Niezwykła historia tych dwojga kochających się wciąż ludzi pokazuje, że wszystko jest możliwe, a w życiu nie ma przypadków.
Przekazując darowiznę, pomagasz Aletei kontynuować jej misję. Dzięki Tobie możemy wspólnie budować przyszłość tego wyjątkowego projektu.
Gdy w 2016 roku odnowili swoją znajomość, Barbara Kulińska-Żugajewicz miała 88 lat, a Andrzej Budzyński – 90. Poznali się w 1943 roku. Brat pani Barbary, Włodzimierz, zaprosił kolegę do siebie do domu. I tak to się wszystko zaczęło. Pan Andrzej zakochał się od „pierwszego wejrzenia”. Zaręczyli się i planowali wspólną przyszłość. Ich marzenia przerwał nieuchronnie wybuch Powstania Warszawskiego.

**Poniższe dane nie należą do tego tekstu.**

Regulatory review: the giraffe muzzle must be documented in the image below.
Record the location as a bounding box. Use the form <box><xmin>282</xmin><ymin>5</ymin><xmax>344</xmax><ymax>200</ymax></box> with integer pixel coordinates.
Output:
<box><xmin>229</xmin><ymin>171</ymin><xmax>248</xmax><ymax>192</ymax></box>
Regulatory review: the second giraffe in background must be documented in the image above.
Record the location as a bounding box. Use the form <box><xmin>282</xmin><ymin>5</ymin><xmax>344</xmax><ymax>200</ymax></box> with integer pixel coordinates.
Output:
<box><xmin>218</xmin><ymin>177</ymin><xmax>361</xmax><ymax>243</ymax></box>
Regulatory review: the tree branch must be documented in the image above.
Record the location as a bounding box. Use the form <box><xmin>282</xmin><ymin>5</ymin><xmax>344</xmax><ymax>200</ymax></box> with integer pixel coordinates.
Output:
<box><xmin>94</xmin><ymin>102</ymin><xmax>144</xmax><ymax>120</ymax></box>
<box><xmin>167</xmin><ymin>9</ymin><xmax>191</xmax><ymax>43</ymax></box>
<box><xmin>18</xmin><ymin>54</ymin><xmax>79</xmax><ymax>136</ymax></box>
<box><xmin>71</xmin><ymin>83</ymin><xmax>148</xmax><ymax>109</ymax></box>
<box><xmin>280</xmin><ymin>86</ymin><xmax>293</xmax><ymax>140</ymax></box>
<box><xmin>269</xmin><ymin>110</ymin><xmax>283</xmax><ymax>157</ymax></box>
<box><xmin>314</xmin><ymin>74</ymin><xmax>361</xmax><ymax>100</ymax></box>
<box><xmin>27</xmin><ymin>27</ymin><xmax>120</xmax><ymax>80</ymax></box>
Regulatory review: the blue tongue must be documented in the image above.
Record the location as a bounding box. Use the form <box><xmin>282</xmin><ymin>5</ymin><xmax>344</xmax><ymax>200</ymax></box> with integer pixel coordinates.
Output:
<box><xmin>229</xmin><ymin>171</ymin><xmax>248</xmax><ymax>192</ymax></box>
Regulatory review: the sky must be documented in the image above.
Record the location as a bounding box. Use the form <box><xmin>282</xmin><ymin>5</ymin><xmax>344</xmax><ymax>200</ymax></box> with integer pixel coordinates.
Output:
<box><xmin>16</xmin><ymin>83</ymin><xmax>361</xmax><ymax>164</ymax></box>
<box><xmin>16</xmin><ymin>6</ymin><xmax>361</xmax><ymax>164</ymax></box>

Nie zdążyli się nawet pożegnać. Pani Barbara, z wykształcenia psycholog kliniczny, była sanitariuszką w Konstancinie-Jeziornie, pan Andrzej zaś żołnierzem batalionu „Baszta” na warszawskim Mokotowie.
Barbara i Andrzej. Rozdzieliła ich wojna
W wyniku działań wojennych stracili ze sobą kontakt. Żyli w przekonaniu, że każde z nich poniosło śmierć. Założyli swoje rodziny, ale oboje owdowieli. Pan Andrzej został profesorem chemii i przez wiele lat prowadził zajęcia na amerykańskich uniwersytetach. Zrobił karierę naukową i do dziś mieszka na ranczu w Pensylwanii. Pani Barbara pozostała w Konstancinie-Jeziornej.
Pewnego dnia przeglądając stronę internetową Muzeum Powstania Warszawskiego, pan Andrzej natknął się na artykuł o pani Barbarze, w którym to wspominała tragiczne powojenne momenty swojego życia. Gdy mężczyzna zobaczył, że jego ukochana nadal żyje, postanowił nawiązać z nią kontakt. Napisał list. W jednym z telewizyjnych wywiadów kobieta wspomina, że był to bardzo dziwny list. Na kopercie widniało jej imię i nazwisko, a dalej jedynie znaki zapytania. W lewym górnym rogu zaś umieszczona była pieczątka, a tam napis: „Andrzej Budzyński, Stany Zjednoczone”. Jak przyznała, wtedy ogromnie się wzruszyła. Postanowiła, że odpisze. Niedługo potem pan Andrzej przyleciał do niej na spotkanie do Klarysewa (dzielnica Konstancina-Jeziornej). Gdy zobaczył miłość swojego życia, na nowo odnalezioną, popłakał się.
Czytaj także:
Miłość za drutami. Uciekli z Auschwitz, spotkali się po 39 latach
„Odnaleziony walc” to film, który trzeba zobaczyć!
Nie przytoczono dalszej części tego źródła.